考える快楽 〜グレイリング先生の哲学講義
A.C. グレイリング (著)、栗木 さつき (翻訳)

 イギリス・ガーディアン紙で連載されていた人気の哲学者A.C. Graylingの哲学エッセイ『The Meaning of Things』の翻訳。小気味よく簡潔かつ味わい深い独特の英文で、その内容は文体に違わず非常に滋味深く格調高い。

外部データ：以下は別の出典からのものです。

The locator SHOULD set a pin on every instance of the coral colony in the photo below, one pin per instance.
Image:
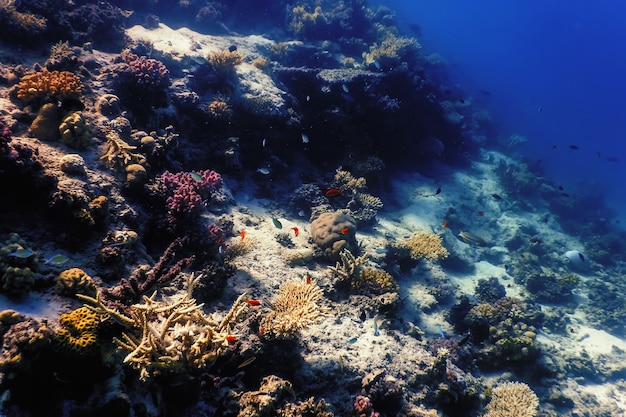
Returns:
(216, 220)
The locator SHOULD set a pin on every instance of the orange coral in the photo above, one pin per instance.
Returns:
(49, 84)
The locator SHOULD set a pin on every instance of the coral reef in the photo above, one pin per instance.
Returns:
(49, 85)
(333, 232)
(75, 281)
(295, 306)
(512, 399)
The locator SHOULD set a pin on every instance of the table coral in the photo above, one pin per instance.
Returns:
(512, 399)
(295, 306)
(52, 85)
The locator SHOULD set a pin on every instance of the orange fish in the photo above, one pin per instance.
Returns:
(333, 192)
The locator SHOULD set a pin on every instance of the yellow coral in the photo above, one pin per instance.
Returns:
(512, 399)
(293, 309)
(224, 62)
(75, 280)
(425, 245)
(59, 85)
(78, 332)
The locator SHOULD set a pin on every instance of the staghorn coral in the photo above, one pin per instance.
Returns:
(118, 154)
(295, 306)
(74, 131)
(512, 399)
(172, 336)
(75, 281)
(422, 245)
(49, 85)
(78, 331)
(224, 62)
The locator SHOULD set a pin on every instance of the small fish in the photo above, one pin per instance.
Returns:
(247, 362)
(333, 192)
(277, 223)
(196, 177)
(22, 253)
(442, 333)
(57, 259)
(472, 239)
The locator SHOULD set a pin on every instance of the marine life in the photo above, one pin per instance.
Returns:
(22, 253)
(196, 177)
(472, 239)
(57, 259)
(277, 223)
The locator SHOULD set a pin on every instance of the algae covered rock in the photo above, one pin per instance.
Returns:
(334, 231)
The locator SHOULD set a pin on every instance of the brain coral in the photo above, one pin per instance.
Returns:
(512, 399)
(59, 85)
(334, 231)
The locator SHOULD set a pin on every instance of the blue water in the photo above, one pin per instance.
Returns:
(566, 58)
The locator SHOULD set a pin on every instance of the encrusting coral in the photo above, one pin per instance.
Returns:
(54, 85)
(292, 310)
(512, 399)
(170, 336)
(422, 245)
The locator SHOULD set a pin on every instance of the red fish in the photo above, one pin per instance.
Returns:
(253, 303)
(333, 192)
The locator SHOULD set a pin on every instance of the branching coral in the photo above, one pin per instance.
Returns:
(512, 399)
(171, 336)
(422, 245)
(295, 306)
(53, 85)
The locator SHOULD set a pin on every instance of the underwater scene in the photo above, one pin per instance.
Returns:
(312, 208)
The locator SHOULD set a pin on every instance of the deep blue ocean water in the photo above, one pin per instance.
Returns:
(556, 72)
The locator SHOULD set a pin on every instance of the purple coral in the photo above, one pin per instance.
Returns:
(186, 193)
(149, 73)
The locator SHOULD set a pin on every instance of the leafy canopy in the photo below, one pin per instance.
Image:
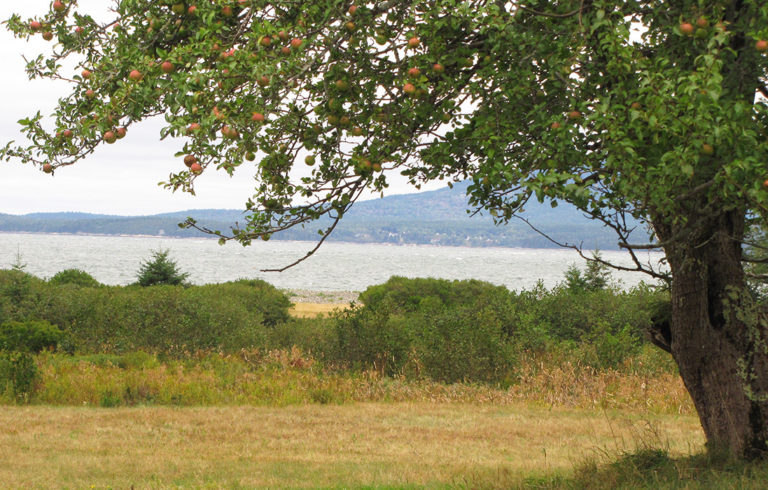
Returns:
(641, 108)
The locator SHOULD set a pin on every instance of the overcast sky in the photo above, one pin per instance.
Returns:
(116, 179)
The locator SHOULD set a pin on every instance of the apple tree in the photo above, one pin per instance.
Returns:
(645, 109)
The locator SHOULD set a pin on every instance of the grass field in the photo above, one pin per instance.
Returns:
(312, 310)
(354, 445)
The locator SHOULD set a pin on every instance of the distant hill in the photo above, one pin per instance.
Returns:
(434, 217)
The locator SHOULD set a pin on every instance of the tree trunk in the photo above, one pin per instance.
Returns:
(717, 339)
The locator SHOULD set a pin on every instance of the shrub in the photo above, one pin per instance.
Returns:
(74, 276)
(18, 375)
(160, 270)
(29, 336)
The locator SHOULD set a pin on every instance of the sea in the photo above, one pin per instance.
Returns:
(336, 266)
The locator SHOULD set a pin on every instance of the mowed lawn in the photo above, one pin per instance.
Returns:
(359, 444)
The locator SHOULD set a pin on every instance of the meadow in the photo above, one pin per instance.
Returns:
(421, 383)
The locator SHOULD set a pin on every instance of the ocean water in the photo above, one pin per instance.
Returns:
(334, 267)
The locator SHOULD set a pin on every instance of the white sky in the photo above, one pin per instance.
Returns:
(117, 179)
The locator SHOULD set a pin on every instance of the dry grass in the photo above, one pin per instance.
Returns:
(313, 310)
(431, 444)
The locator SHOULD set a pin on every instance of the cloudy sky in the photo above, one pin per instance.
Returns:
(116, 179)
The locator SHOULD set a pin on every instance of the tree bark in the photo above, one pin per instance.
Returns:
(717, 339)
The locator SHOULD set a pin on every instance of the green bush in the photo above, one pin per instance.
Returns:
(161, 270)
(18, 375)
(74, 276)
(29, 336)
(444, 330)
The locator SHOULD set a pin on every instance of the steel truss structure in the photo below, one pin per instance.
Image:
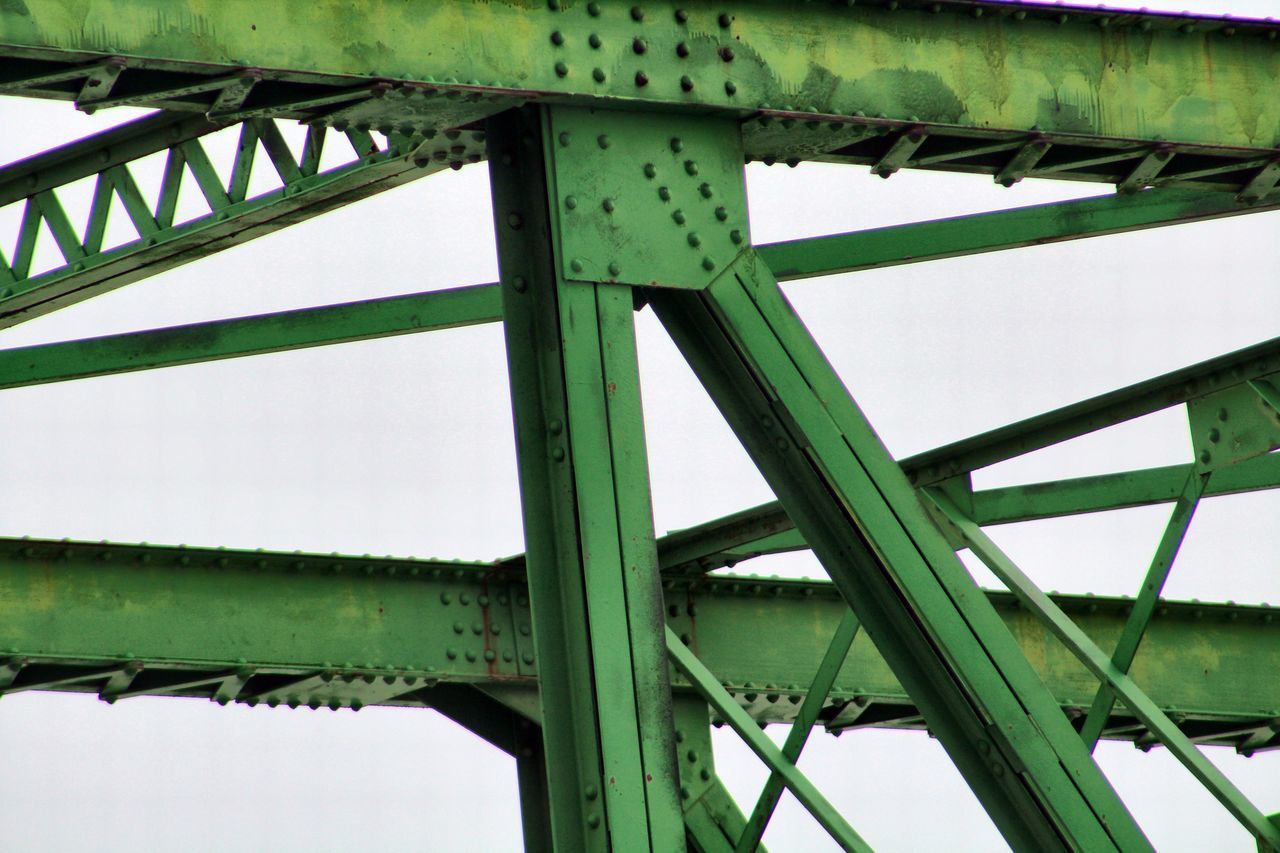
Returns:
(616, 136)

第1章 美徳と愚行〜勇気とは、もって生まれた才能とひきかえに、人生が課した重荷に耐えることだ
第2章 人生の苦しみと妄信〜貧しき者は、すでに地獄での刑期を終えている
第3章 喜びと楽しみ〜みずからを教育するからこそ、余暇を高貴に過ごせるのだ
の3章だてだが、「寛容」「理性」「卓越」といった概念から、「ナショナリズム」や「道徳」「キリスト教」まで、既成の考え方にとらわれず、その本質へと迫っていく様はまさに「考える快楽」を味わせてくれる。特に道徳やキリスト教をメッタ切りにする様は興奮すら覚えた。ソロモン王の指輪に刻まれた言葉(「それもまた、過ぎゆく」)や、贈り物について(「私はあなに何を贈ったかを知っている。しかし、あなたが何を受け取ったかは知らない」)など、心に残る言葉も満載。